Since May, Google has been testing out a carpool service using the Waze navigation mobile app for commuters to share rides to work, reports the Wall Street Journal. The system connects Waze riders with drivers heading in the same direction. Waze, which was acquired by Google in 2013, offers a distinct real-time direction service where users can share information with others on traffic conditions, accidents, and police patrol cars.
Google and Waze will be opening up the program to all San Francisco bay area Waze users this fall. During the pilot program, riders have been charged at most 54 cents a mile, which is cheaper than taxi rides or Uber and Lyft rides; for now, Google hasn’t been making any revenue off the service.
So far in the pilot, riders have been about 25,000 San Francisco bay area employees of large companies, including Google, Wal-Mart Stores Inc., and Adobe Systems Inc. Riders have been limited to just two rides a day, providing commutes to and from work.
Google and Waze began testing carpooling services last year in Israel, where Waze was founded. The test program took off in user trips, and the Waze ridesharing service has been expanded to all hours in most parts of Israel.
The relationship between Google and Uber has been changing into a more competitive stance. Google invested $258 million in Uber as the technology giant explored mobility services that could fit with its self-driving car project.

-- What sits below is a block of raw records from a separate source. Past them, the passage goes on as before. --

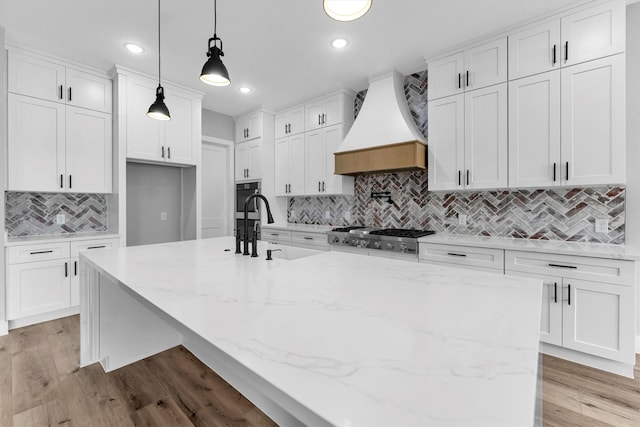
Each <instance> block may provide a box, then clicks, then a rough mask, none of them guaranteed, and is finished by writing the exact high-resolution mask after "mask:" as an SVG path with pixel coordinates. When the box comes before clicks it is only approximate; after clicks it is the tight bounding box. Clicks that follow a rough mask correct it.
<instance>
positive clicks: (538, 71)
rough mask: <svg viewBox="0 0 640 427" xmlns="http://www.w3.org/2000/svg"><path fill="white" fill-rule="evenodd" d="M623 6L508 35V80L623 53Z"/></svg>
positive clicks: (533, 27)
mask: <svg viewBox="0 0 640 427" xmlns="http://www.w3.org/2000/svg"><path fill="white" fill-rule="evenodd" d="M624 49H625V5H624V2H621V1H612V2H607V3H604V4H601V5H599V6H596V7H592V8H588V9H585V10H581V11H578V12H576V13H572V14H569V15H566V16H563V17H561V18H559V19H555V20H552V21H549V22H545V23H543V24H540V25H536V26H533V27H529V28H526V29H524V30H522V31H517V32H514V33H512V34H510V35H509V79H512V80H513V79H518V78H521V77H526V76H530V75H533V74H537V73H542V72H545V71H550V70H552V69H555V68H560V67H565V66H570V65H574V64H579V63H582V62H586V61H591V60H593V59H597V58H602V57H605V56H609V55H614V54H617V53H621V52H624Z"/></svg>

Google parent-company Alphabet executive David Drummond said Monday that he resigned from Uber’s board because of the increasing competition between the companies, according to the Wall Street Journal. Uber had been using Google’s mapping software for its drivers, but recently began developing its own maps.
Both Google and Uber have been testing self-driving cars. Google has taken the clear lead since launching the project in 2009 and putting on 1.8 million miles of autonomous car testing. Uber has been testing self-driving cars in Pittsburgh, and recently announced plans to run self-driving taxis in that city. Earlier this month, Uber acquired Ottomotto, a self-driving truck firm that had been founded by ex-Google employees.
Google, like Silicon Valley-neighbor Apple Inc., has been exploring ways to play a leading role in mobility technologies and services of the future. Acquiring Waze and analyzing its user data has been one part of it; Google has also been considering adding a driverless ridesharing service as a business model, according to people familiar with the matter.
Waze drivers won’t be employees, but will be similar to Uber and Lyft where drivers can make income giving rides to passengers using the mobile app. Waze boats having 65 million active users, many of whom share information with others on avoiding traffic accidents and to watch out for police cars and intersection red-light cameras.